同じです。ChatGPTが生成するコードは汎用的に書かれているため、自分のシート名や範囲に合わせた書き換えが必要です。また、「なぜそのコードなのか」を理解していないと、エラーが出たときに対処できません。AIのコードも、読んで理解してから使うことが大切です。
Q. エラーメッセージが英語で意味が分かりません。
エラーメッセージはそのままコピーして検索してみてください。多くの場合、同じエラーに直面した人の解決策が見つかります。また、「実行時エラー ‘9’」のような番号が出る場合、その番号で検索すると原因が絞り込めます。
Q. ステップイン(F8)の使い方を教えてください。
VBEエディタでコードを開いた状態でF8キーを押すと、一行ずつ実行できます。黄色くハイライトされた行が「次に実行される行」です。

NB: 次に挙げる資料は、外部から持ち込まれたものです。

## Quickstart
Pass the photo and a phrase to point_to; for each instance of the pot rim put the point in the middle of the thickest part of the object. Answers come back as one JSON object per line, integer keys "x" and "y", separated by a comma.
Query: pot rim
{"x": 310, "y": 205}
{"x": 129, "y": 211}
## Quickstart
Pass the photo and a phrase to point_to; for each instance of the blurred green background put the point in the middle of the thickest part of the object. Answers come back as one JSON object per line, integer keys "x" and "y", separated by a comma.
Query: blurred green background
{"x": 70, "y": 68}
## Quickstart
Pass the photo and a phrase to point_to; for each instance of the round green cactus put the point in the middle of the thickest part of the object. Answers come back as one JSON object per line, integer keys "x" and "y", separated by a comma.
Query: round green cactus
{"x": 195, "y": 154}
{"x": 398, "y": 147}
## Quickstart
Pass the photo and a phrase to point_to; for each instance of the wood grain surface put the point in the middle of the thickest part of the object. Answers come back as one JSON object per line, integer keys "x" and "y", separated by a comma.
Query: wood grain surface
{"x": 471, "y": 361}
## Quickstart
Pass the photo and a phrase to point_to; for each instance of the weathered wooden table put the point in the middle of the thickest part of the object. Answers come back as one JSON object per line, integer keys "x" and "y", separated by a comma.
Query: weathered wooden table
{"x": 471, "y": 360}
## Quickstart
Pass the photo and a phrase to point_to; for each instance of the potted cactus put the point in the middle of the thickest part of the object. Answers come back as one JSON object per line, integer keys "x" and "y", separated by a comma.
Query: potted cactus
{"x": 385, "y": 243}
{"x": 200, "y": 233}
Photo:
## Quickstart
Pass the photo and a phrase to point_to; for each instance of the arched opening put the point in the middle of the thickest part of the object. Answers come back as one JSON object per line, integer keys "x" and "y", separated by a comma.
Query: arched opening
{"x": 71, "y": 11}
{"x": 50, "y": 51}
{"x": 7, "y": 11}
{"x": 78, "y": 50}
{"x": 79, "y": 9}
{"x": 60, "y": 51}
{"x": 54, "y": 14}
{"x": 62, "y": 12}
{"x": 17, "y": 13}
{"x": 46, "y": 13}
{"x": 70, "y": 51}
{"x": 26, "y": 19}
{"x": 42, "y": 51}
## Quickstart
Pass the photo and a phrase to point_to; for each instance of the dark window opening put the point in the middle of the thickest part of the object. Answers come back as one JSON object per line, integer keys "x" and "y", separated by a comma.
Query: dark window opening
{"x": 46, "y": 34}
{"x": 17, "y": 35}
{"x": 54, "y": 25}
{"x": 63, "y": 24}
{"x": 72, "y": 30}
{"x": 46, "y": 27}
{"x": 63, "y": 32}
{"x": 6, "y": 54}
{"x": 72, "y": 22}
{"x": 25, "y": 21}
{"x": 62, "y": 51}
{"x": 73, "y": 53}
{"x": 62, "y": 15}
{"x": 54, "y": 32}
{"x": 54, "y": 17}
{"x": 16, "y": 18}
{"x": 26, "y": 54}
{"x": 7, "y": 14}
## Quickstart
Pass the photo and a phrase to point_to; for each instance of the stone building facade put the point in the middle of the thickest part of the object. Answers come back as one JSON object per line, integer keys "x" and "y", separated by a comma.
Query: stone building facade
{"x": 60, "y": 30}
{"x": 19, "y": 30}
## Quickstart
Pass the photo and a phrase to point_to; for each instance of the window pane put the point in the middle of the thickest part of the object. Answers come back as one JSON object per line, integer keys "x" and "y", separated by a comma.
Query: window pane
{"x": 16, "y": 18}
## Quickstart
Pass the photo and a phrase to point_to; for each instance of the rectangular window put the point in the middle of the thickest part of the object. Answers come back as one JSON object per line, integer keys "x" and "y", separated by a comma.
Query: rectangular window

エラーが出た行で止まるので、どこに問題があるかをすぐに特定できます。
同様にブレイクポイントについても、コード内で止めたいポイントでF9キーを押すと赤茶色の⚫︎マークがつきます。その状態でコードを実行するとその地点で止まります。いくつも設定できるので、複数設定し、エラー範囲を特定します。
Q. 全角・半角の違いはどうやって確認すればいいですか?
VBEエディタに貼り付けてから、怪しい箇所を一度削除して手動で入力し直すのが確実です。特にスペースやクォーテーション(””)は全角が混入しやすい箇所です。見た目では分からないため、エラーが解決しない場合は疑ってみてください。
コード上の全角スペースは、自動的に直してくれます(補正)が、シート名などの全角、半角などは注意が必要です。
Q. コードを読むのが難しくて、どこから理解すればいいか分かりません。
全部を一度に理解しようとしなくて大丈夫です。まず「シートを指定している部分」「範囲を指定している部分」「処理をしている部分」の3つに分けて読んでみてください。Sheets(Worksheetsの場合もあります)、Range、Cellsといったキーワードが出てきたら、その行が何をしているかを調べる習慣をつけることが理解への近道です。